『剣遊記W』 第一章 流れ着いた男たち。 (7) 帆柱と若園の両者は互いににらみ合ったまま、闘技場の中央をぐるりと周回し合うだけでいた。しかし流れている汗の量であれば、若園のほうが、ずっと多かった。
騎士の甲冑は、全金属製。対する帆柱は、使い慣れた革製の軽装鎧である。
実際こちらのほうが、身動きからして取りやすい――との言い分で、帆柱は愛着をしているとのこと。そのため後輩である孝治も先輩の考えに、大きく影響されていた。
「きぃえええええええーーっ!」
やがて長い緊張に耐えられなくなったのだろうか。若園のほうから先に、突撃を開始。槍の先端を、帆柱に向けて突きかざした。

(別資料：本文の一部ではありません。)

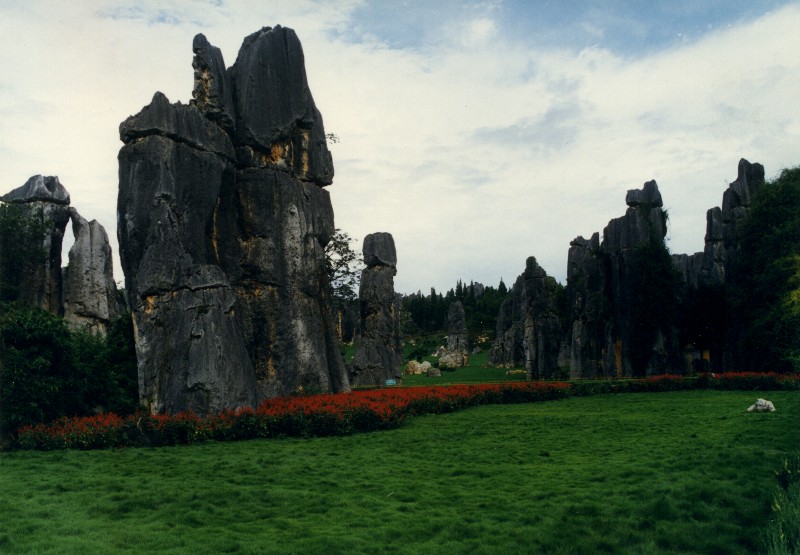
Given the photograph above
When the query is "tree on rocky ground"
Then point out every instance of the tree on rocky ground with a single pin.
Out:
(343, 265)
(766, 290)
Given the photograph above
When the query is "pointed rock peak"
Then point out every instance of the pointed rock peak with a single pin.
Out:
(212, 88)
(277, 121)
(379, 250)
(750, 174)
(647, 196)
(39, 188)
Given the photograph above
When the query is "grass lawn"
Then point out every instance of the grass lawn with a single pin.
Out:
(635, 473)
(476, 372)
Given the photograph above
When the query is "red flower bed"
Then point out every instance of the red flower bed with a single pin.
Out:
(347, 413)
(316, 415)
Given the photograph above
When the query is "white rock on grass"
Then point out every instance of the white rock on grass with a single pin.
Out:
(762, 405)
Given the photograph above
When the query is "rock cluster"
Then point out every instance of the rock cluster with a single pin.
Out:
(378, 349)
(604, 286)
(222, 226)
(528, 329)
(84, 292)
(707, 274)
(457, 352)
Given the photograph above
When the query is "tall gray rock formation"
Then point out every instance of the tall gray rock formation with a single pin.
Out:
(378, 350)
(528, 326)
(45, 203)
(222, 227)
(457, 354)
(84, 292)
(90, 293)
(612, 289)
(714, 331)
(457, 338)
(588, 306)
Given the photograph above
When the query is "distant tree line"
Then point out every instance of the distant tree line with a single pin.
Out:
(428, 313)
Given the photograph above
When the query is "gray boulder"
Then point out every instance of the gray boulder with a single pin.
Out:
(277, 123)
(44, 202)
(604, 288)
(39, 188)
(222, 227)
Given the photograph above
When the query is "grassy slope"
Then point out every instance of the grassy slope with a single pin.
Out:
(663, 473)
(476, 372)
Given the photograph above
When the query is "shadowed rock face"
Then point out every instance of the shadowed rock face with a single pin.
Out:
(378, 352)
(90, 294)
(84, 292)
(43, 200)
(602, 284)
(457, 340)
(222, 228)
(528, 332)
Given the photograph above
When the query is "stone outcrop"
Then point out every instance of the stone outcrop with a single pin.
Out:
(84, 292)
(222, 227)
(528, 328)
(90, 293)
(457, 351)
(417, 368)
(378, 349)
(707, 275)
(713, 266)
(609, 291)
(43, 201)
(457, 339)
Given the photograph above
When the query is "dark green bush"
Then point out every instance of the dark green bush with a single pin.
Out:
(48, 371)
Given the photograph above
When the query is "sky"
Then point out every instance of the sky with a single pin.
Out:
(478, 133)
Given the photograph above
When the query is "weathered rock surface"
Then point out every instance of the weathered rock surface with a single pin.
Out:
(708, 274)
(604, 287)
(277, 123)
(457, 338)
(84, 292)
(90, 293)
(222, 227)
(378, 350)
(417, 368)
(213, 94)
(43, 200)
(39, 188)
(528, 329)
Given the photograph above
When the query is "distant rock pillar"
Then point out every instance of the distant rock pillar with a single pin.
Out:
(378, 352)
(90, 294)
(457, 342)
(44, 201)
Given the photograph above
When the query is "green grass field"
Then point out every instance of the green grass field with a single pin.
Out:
(634, 473)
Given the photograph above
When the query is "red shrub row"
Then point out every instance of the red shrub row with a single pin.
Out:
(347, 413)
(317, 415)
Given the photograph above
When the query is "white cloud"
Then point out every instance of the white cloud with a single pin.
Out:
(473, 151)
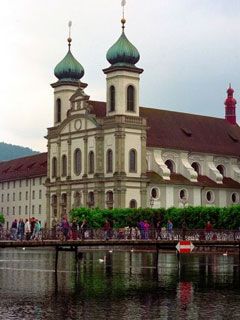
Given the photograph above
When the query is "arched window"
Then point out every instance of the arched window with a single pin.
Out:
(54, 167)
(130, 98)
(77, 161)
(109, 199)
(109, 161)
(132, 160)
(196, 167)
(91, 162)
(112, 98)
(64, 165)
(77, 198)
(58, 111)
(133, 204)
(171, 165)
(221, 169)
(91, 199)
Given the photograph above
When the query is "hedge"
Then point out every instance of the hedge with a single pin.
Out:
(195, 217)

闘技用の槍は、先端が危険のないように丸められていた。さらに革とゴムで二重に巻かれて、これで突いてもケガをしないように考慮もされていた。だがそれでも、胸部にまともにきつい一発を喰らえば、一時的に気絶するだけの衝撃を受けてしまうのだ。
ところが帆柱は、この突きをやすやすと、右にかわして受け流した。このような突発的場面でも、人馬一体の有利性を、見事に発揮したわけである。
若園も軍用馬とは、一心同体のつもりであろう。しかししょせんは、本当の意味での一体とは、本質が完全に異なっていた。

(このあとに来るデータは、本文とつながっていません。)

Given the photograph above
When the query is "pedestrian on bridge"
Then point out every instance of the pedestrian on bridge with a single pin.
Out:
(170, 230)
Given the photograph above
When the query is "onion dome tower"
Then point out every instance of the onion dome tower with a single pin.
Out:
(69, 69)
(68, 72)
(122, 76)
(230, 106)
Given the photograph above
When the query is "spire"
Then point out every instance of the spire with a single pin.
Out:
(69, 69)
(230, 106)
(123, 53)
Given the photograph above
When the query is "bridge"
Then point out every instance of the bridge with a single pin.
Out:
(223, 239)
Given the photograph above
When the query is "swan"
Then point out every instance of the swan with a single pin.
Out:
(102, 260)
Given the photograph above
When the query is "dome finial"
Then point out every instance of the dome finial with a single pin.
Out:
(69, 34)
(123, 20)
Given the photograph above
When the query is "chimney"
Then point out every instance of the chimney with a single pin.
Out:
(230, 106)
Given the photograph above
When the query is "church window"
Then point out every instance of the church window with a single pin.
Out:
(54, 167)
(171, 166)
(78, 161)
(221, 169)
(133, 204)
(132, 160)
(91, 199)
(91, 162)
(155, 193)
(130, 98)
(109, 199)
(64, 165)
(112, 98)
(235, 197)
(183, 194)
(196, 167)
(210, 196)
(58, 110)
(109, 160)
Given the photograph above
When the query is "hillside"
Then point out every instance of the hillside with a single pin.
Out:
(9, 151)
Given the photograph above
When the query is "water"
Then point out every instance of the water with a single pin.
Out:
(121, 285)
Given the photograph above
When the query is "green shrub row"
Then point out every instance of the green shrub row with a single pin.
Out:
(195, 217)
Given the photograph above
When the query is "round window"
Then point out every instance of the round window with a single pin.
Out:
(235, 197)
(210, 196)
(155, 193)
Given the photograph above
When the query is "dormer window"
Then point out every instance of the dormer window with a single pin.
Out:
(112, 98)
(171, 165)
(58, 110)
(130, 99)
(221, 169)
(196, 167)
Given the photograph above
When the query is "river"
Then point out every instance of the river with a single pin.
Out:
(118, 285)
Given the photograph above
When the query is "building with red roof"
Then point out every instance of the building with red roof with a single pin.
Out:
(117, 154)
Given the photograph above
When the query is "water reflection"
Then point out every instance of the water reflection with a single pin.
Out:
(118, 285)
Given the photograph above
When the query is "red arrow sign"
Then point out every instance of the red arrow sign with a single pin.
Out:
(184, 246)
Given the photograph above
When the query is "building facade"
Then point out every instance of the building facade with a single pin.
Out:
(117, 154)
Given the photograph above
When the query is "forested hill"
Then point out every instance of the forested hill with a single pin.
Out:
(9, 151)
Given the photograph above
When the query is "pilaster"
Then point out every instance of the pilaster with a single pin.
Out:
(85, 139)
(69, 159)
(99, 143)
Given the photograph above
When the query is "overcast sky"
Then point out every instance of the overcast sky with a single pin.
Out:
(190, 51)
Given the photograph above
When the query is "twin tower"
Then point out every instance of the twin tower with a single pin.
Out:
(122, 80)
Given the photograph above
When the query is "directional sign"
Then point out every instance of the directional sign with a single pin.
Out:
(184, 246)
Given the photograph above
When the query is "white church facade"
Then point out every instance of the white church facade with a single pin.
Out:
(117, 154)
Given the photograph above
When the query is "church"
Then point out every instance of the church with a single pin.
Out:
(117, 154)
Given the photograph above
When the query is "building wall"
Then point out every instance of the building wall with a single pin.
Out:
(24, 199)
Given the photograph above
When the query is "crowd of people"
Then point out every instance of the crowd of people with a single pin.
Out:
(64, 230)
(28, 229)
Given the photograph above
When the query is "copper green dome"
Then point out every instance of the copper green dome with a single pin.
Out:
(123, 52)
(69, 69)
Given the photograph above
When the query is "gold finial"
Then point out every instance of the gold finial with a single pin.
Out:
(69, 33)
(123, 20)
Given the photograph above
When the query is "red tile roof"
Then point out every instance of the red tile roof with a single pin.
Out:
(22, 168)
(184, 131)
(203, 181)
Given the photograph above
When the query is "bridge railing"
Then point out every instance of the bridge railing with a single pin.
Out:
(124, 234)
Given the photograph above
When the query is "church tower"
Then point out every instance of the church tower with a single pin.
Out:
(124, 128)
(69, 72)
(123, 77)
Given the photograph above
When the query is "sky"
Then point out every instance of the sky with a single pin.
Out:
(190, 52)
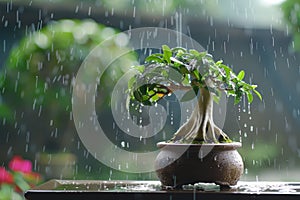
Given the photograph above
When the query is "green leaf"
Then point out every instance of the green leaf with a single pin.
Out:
(241, 75)
(154, 58)
(237, 100)
(131, 81)
(140, 68)
(258, 94)
(167, 53)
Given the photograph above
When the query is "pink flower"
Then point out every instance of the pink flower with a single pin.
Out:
(5, 176)
(20, 165)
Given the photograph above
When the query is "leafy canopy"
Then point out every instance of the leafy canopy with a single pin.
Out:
(179, 68)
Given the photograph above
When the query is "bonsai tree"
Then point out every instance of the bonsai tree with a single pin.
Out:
(200, 75)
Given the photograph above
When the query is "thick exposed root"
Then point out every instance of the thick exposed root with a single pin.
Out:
(200, 128)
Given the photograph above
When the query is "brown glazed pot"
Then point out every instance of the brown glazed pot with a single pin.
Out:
(179, 164)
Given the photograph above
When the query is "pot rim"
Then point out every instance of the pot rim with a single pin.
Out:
(231, 145)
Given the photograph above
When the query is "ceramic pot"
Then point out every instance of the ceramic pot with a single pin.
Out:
(179, 164)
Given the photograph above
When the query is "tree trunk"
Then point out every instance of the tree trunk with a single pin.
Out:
(200, 128)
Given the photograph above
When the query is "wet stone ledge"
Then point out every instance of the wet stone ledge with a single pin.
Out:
(92, 190)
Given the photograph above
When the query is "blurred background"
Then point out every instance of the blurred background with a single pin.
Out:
(44, 42)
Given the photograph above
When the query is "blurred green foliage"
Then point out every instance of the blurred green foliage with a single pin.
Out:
(38, 75)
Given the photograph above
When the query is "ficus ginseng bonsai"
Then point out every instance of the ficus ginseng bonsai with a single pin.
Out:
(200, 75)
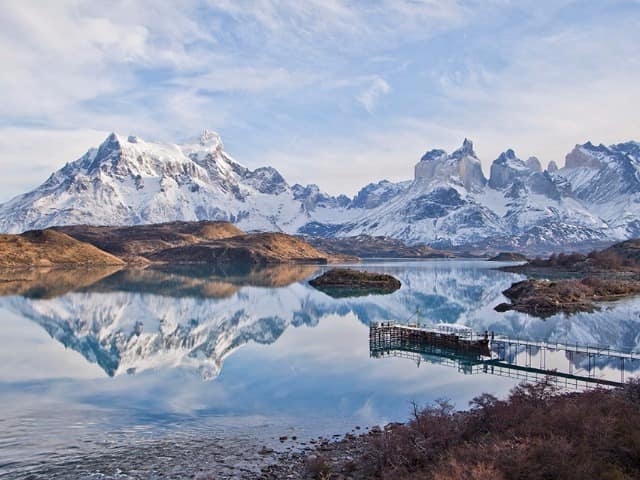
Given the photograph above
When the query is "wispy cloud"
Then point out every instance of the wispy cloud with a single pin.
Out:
(370, 96)
(372, 83)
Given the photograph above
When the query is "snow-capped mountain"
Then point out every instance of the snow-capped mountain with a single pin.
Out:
(593, 199)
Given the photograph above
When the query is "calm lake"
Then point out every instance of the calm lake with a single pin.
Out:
(98, 361)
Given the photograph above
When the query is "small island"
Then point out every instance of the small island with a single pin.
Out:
(345, 282)
(509, 257)
(544, 298)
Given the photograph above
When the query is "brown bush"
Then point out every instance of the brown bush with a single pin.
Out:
(535, 434)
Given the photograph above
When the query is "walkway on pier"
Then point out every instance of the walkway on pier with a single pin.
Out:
(503, 356)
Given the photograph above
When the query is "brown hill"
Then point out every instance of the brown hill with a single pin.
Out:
(47, 248)
(259, 248)
(139, 241)
(52, 282)
(620, 259)
(375, 247)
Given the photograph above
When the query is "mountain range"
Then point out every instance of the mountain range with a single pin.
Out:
(449, 204)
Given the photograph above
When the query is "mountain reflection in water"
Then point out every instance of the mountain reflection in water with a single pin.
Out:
(100, 359)
(195, 316)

また帆柱も、相手に遠慮をする義理はなかった。ここは我が身の有利と特性を、とことんまで利用する腹積もりなのだ。
これに文句があるというなら、初めっから戦うべきではない。
「とぉあああああーーっ!」
若園が渾身のつもりか、かざしている槍を、一気に前へと押し出した。
狙いは明白。帆柱の胸部に突きを決めるという、最後の大勝負に出たのであろう。
しかし帆柱は、自分の槍を下から跳ね上げ、若園が突き出した槍の先端を、カキィィィィィィィンッと簡単に弾き飛ばした。
その槍が騎士の手から離れて場外までふっ飛び、地面に垂直のかたちで、ブスッと突き刺さった。
「そこまでぇ! 赤組帆柱選手の勝ちとするぅ!」
審判員の掛け声が場内に響き渡り、右手に持っている赤旗が、大きく振り回された。
これが実戦であれば、武器を失った敗者にトドメを刺す場面であろう。しかしこの場は、あくまでも模擬戦。一方が戦闘力を喪失したと思われた時点で、審判員が判定。勝敗を下す決まりとなっている。
とにかくこの瞬間、闘技場の歓声と興奮が最高潮まで盛り上がり、帆柱の槍技部門における優勝が確定した。